According to a recent survey by Erie Insurance, a majority of drivers say they noticed more drivers driving at high speeds than they had previously. One in 10 admitted to doing it themselves.

Drag racing is up, too. In California, the number of people receiving tickets for driving more than 100 miles per hour nearly doubled during the pandemic. So is driving under the influence. Nevada Highway Patrol busted almost twice as many people for driving under the influence in April 2020 than they did the same month the year prior.

The victims are young and old, rich and poor. They have died when cars spin out of control. They have died in multi-car crashes. And they have died when cars struck them while they were walking or biking. Less than 24 hours before Ruggs crashed into Tintor, an alleged drunken driver in Mississippi killed Allison Conaway, 39, and her 6-month-old son — and severely injured her two daughters. The day after, Wilma Chan, 72, a longtime San Francisco-area politician, was hit and killed while crossing a street in Alameda, Calif., with her dog.

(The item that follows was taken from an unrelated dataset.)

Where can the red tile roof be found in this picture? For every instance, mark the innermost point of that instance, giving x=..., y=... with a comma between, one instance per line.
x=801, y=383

But the recent surge in car crashes is also the result of an auto-based society that’s been resistant to change. Road design encourages speed over safety. Many suburbs lack sidewalks. Cities don’t take safety as seriously as they should; municipal authorities have long known the street where Chan died was dangerous.

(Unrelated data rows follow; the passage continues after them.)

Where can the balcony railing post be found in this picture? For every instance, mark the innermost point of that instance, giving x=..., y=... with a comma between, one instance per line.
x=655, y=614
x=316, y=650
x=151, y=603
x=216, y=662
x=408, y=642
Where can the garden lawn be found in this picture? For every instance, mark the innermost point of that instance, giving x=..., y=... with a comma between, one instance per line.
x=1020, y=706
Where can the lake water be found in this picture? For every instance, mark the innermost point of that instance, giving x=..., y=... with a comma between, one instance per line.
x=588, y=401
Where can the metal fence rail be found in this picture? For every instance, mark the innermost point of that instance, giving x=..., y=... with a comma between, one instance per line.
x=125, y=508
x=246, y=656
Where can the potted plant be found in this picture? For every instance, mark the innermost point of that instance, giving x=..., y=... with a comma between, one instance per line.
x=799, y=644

Subpar auto design is also a factor: Those driving SUVs, which ride higher and are bulkier than typical cars, are more likely to kill pedestrians than someone behind the wheel of a compact car. So, too, is subpar enforcement of traffic rules. The car of the driver who allegedly killed a 3-month-old infant in New York City in September has had an astonishing 160 traffic violations issued against it since 2017. The driver still had his license to drive.

We often call these terrible tragedies “accidents,” as though they were acts of God or random events that could not be avoided. They are not. (The term “accident” itself is a bit of propaganda from the auto industry when crashes first aroused public fury 100 years ago.) They are all too often the result of a mind-set that continues to prioritize cars over human life. It permits drivers to ignore known hazards and make excuse after excuse for rule-breaking — until something fatal occurs.

It almost seems as if we love cars more than ourselves. We can do better.